Après avoir longtemps nié les chiffres, l’armée israélienne reconnaît le bilan du ministère de la santé de Gaza.
Par l’Agence Média Palestine, le 30 janvier 2026
Mis à jour le 2 février 2026

“L’armée israélienne accepte le bilan du ministère de la Santé de Gaza faisant état de plus de 71 000 Palestinien·nes tué·es pendant la guerre.”
C’est ce qu’annonce le journal israélien Haaretz, qui révèle qu’après deux ans à minimiser voire nier les chiffres du génocide à Gaza, l’armée israélienne valide donc les données du ministère de la santé de Gaza.
Cette reconnaissance par Israël est aussi un aveu, celui d’avoir voulu minimiser l’ampleur de ses dégâts pour continuer de justifier sa campagne militaire génocidaire. Une propagande mensongère qui a été reprise par de nombreuses personnalités, y compris en France, pour délégitimer l’expression de soutien au peuple palestinien.
Jusqu’ici, le gouvernement israélien refusait officiellement d’accepter les chiffres avancés, les qualifiant même de “trompeurs et peu fiables” au motif qu’ils étaient produits par le Hamas.
En écho depuis deux ans, les médias occidentaux reprennent ces chiffres mais en les accompagnant systématiquement de la mention “selon le ministère de la santé du Hamas”, comme pour l’assortir de suspicion, relativisant l’ampleur des massacres commis par Israël.
Le bilan produit par le ministère de la santé de Gaza est pourtant largement considéré comme fiable par la communauté internationale, voire en dessous de la réalité. Cette liste détaillée des victimes comprend le nom complet (y compris ceux du père et du grand-père) et le numéro de carte d’identité du ou de la défunt·e.
Cette liste ne prend pas en compte les corps non-identifiés. Elle ne prend pas en compte les personnes disparues, qu’on estime au nombre de 9 500, enfouies sous les décombres des bombardements.
Ce chiffre ne prend pas non plus en compte les victimes indirectes, mortes de faim, de maladie, de froid. Pour certains analystes, le bilan du génocide perpétré par Israël à Gaza pourrait atteindre les 200 000 morts.

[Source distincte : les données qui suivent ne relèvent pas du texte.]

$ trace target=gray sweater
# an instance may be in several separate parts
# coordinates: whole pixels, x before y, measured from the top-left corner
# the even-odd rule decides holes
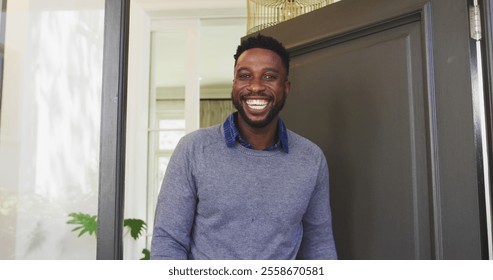
[[[152,259],[335,259],[329,177],[318,146],[228,148],[222,125],[183,137],[156,208]]]

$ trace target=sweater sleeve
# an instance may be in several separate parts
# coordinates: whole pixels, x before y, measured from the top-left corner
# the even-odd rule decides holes
[[[186,141],[170,159],[156,206],[151,259],[187,259],[197,204],[196,187]]]
[[[332,233],[329,170],[323,154],[319,164],[317,185],[303,216],[303,239],[297,258],[305,260],[337,259]]]

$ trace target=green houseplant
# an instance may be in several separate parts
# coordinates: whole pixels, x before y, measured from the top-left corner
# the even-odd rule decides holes
[[[89,215],[82,212],[72,212],[68,214],[70,220],[67,221],[67,224],[76,225],[75,228],[72,229],[72,232],[79,232],[77,237],[81,237],[85,233],[89,235],[97,236],[98,231],[98,221],[96,215]],[[128,230],[130,236],[137,240],[147,228],[146,223],[141,219],[124,219],[123,220],[123,228]],[[142,250],[142,254],[144,256],[141,260],[149,260],[151,253],[147,248]]]

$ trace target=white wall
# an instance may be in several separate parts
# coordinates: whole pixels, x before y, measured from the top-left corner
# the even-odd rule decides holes
[[[104,0],[8,1],[0,259],[94,259],[67,214],[97,214]]]
[[[147,220],[150,43],[150,19],[140,5],[131,1],[124,216],[144,221]],[[146,236],[135,241],[126,234],[124,236],[124,259],[143,257],[142,249],[145,247]]]

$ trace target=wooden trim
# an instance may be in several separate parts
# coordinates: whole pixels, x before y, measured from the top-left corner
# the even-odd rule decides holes
[[[130,0],[106,0],[97,259],[123,258]]]

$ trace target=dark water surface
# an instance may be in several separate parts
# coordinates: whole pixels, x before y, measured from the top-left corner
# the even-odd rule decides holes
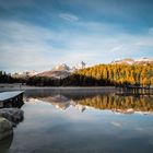
[[[153,153],[152,96],[28,90],[24,102],[1,152]]]

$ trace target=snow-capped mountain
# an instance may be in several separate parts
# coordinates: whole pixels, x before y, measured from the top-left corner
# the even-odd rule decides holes
[[[85,68],[85,63],[82,61],[80,64],[70,68],[66,63],[58,64],[54,67],[49,71],[44,71],[42,73],[38,73],[37,76],[49,76],[49,78],[55,78],[55,79],[64,79],[69,76],[73,71],[78,69],[83,69]]]
[[[51,71],[70,71],[70,67],[66,63],[58,64],[51,69]]]

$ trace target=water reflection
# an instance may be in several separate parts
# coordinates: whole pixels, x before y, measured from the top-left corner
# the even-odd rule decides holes
[[[0,141],[0,153],[5,153],[12,143],[13,134]]]
[[[43,101],[50,103],[56,108],[67,109],[70,106],[84,111],[87,107],[96,109],[109,109],[115,113],[133,114],[136,111],[143,114],[153,113],[153,96],[119,96],[115,94],[54,94],[54,95],[31,95],[26,101]],[[32,102],[32,101],[31,101]]]
[[[27,91],[7,153],[152,153],[152,96]],[[121,114],[115,114],[121,113]]]

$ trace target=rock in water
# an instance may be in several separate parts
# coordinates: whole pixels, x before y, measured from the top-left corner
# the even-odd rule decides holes
[[[0,109],[0,117],[3,117],[16,126],[24,118],[24,111],[19,108],[3,108]]]
[[[3,117],[0,117],[0,140],[13,133],[12,123]]]

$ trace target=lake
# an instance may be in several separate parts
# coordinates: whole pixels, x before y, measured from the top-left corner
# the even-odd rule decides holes
[[[0,153],[153,153],[153,96],[26,90],[22,109]]]

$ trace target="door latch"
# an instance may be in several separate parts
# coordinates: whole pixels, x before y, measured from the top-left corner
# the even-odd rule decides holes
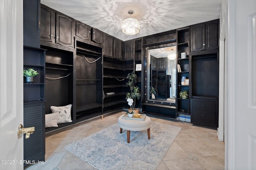
[[[34,133],[35,131],[35,127],[23,127],[23,126],[20,124],[18,128],[18,138],[20,138],[22,136],[22,135],[26,133],[26,139],[29,138],[30,134]]]

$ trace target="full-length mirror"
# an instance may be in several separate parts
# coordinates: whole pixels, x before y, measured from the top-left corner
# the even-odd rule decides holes
[[[147,100],[175,103],[176,46],[152,48],[147,50]]]

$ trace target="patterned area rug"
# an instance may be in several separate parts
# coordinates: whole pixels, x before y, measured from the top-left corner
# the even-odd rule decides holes
[[[152,121],[147,131],[120,133],[117,123],[65,148],[100,170],[155,170],[181,128]]]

Si la reconnaissance du chiffre de 71 000 victimes par l’armée israélienne marque donc un tournant, elle est loin d’être une surprise. Depuis le début de la campagne génocidaire israélienne, différentes sources ont rapporté que les chiffres du Hamas sont utilisés par les services de renseignements.
Tout en reconnaissant leur exactitude, l’armée israélienne a déclaré qu’elle cherchait à distinguer les morts civils et militaires dans l’enclave, sans donner d’estimation précise à ce sujet. Un chiffre pourtant avait été avancé avant l’entrée en vigueur du plan Trump en octobre dernier, celui de 22 000 combattant·es tué·es par l’armée israélienne. Ce chiffre revendiqué par l’armée elle-même laisse conclure à une majorité de victimes civiles.